There are both clinical and research implications for this finding. Clinicians may overestimate the social deficits of children with ASD if they also have symptoms of inattention. There appear to be two influences on social perception impairment for such children: that of being diagnosed with ASD, and another of experiencing symptoms of inattention. For researchers, the high prevalence of attention difficulties in samples of children who are diagnosed with ASD suggest that inattention is an important factor to consider. Many researchers do not assess the presence of ADHD in their autistic spectrum samples, yet features of inattention may be influencing their findings. For researchers of ADHD in children, these findings suggest that social difficulties may be influenced by the number of inattention symptoms.

Limitations

This study was limited by the difficult problem of untangling symptoms of ASD and ADHD. It is difficult to find a “pure” ASD group, though the sample reasonably estimates the natural occurrence of attentional problems in the population. Further, this study necessitated grouping children within the high functioning autistic spectrum diagnoses into one group because diagnostic boundaries for these groups are so poorly established. Estimated IQ was entered into all of the statistical calculation to control for the fact that the control group had higher IQ scores than did the diagnostic groups, which is the conventional manner of coping with such disparities.

Conclusions

Attention appears to be important for performance on a video vignette task, indicating that the task is sensitive not only to poor social perception, but to attention as well.
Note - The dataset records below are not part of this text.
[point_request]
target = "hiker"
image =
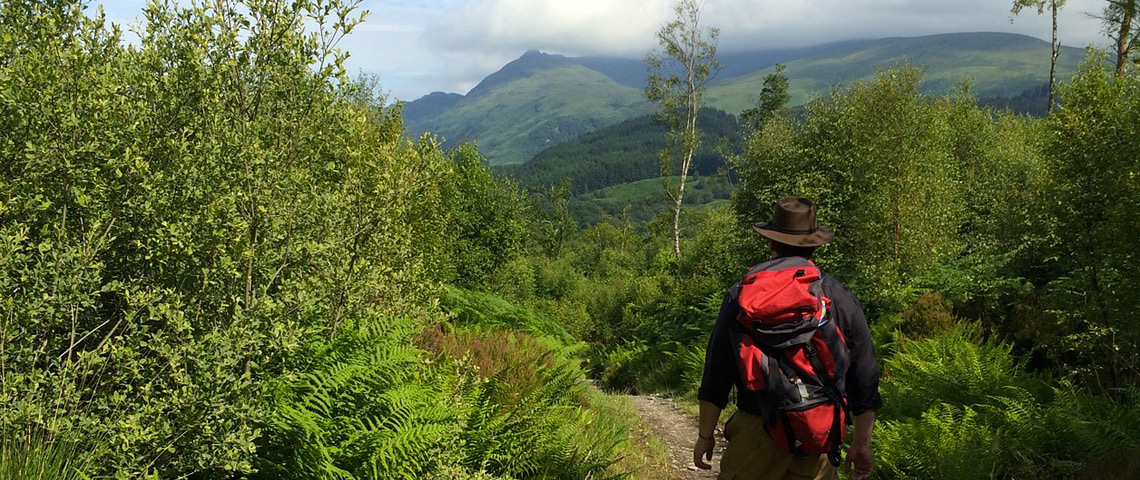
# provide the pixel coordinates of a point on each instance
(795, 343)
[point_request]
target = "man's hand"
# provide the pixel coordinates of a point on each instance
(863, 458)
(703, 448)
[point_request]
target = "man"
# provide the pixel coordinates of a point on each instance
(751, 454)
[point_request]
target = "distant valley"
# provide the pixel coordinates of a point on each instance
(540, 100)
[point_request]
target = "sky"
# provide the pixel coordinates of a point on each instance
(425, 46)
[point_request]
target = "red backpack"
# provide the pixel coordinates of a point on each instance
(794, 356)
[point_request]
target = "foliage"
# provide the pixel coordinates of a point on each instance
(364, 407)
(678, 75)
(1092, 149)
(180, 216)
(773, 99)
(621, 153)
(487, 310)
(963, 408)
(486, 229)
(40, 456)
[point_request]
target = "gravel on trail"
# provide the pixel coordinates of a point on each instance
(677, 430)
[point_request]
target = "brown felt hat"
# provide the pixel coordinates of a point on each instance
(794, 224)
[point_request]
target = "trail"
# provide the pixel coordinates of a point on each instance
(677, 430)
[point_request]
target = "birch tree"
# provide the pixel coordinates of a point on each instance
(1053, 7)
(678, 73)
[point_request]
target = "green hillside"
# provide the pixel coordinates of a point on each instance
(641, 201)
(998, 64)
(623, 153)
(515, 120)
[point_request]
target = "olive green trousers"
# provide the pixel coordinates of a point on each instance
(751, 455)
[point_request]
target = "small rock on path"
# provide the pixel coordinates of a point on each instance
(677, 430)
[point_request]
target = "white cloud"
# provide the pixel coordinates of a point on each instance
(423, 46)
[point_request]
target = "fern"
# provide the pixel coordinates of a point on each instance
(365, 409)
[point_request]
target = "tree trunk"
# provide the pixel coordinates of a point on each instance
(1052, 63)
(1123, 39)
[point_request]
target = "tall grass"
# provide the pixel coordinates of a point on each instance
(42, 456)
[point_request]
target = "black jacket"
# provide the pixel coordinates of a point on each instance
(721, 369)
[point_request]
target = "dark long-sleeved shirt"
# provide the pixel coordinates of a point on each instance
(862, 380)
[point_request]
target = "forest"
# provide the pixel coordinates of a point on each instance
(221, 258)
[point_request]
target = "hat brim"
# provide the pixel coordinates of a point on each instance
(822, 235)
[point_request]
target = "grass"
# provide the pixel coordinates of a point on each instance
(41, 457)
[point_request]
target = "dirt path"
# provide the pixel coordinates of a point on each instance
(677, 430)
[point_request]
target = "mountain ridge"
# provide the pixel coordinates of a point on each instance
(535, 107)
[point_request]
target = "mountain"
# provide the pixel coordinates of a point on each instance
(998, 65)
(623, 153)
(530, 104)
(542, 99)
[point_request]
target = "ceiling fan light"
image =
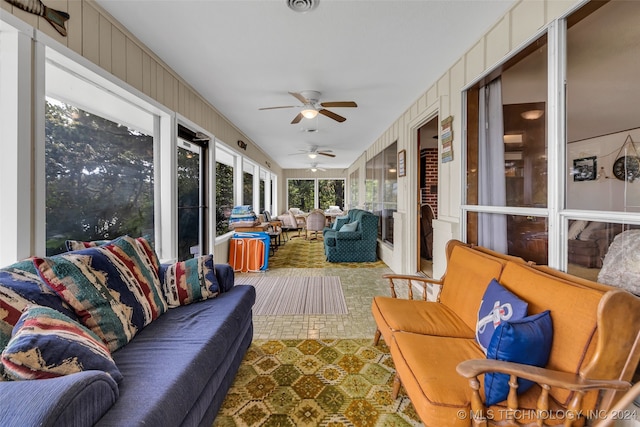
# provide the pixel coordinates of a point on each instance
(309, 113)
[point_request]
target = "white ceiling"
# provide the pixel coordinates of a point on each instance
(242, 55)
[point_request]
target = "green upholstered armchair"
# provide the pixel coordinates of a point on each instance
(358, 245)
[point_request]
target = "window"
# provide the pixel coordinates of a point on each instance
(593, 129)
(507, 157)
(99, 177)
(381, 188)
(354, 186)
(247, 183)
(191, 225)
(224, 189)
(330, 193)
(301, 194)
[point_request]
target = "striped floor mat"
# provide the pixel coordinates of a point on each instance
(297, 295)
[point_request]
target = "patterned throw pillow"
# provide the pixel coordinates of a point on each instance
(350, 226)
(48, 344)
(20, 285)
(525, 341)
(108, 287)
(498, 305)
(190, 281)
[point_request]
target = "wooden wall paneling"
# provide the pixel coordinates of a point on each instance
(146, 74)
(160, 87)
(104, 43)
(90, 34)
(75, 24)
(168, 98)
(118, 54)
(153, 79)
(134, 64)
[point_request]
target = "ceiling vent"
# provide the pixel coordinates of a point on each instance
(302, 6)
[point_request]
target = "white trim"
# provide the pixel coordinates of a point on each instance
(16, 134)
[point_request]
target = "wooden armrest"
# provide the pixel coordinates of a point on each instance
(410, 279)
(472, 368)
(545, 378)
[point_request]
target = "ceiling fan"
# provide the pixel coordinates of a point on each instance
(313, 152)
(314, 167)
(311, 106)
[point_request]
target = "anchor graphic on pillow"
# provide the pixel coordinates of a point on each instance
(495, 316)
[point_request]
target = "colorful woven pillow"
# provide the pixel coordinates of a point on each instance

The data suggest that there is an effect of social competence beyond that of attention for the group of children who have an ASD. Researchers are cautioned to account for attentional difficulties in their studies involving children with social deficits. Finally, although this finding describes differences in behavioral performances, neuroimaging may tie such behavior to brain function. Research describing the neural pathways that truly distinguish the tasks and groups needs to be pursued.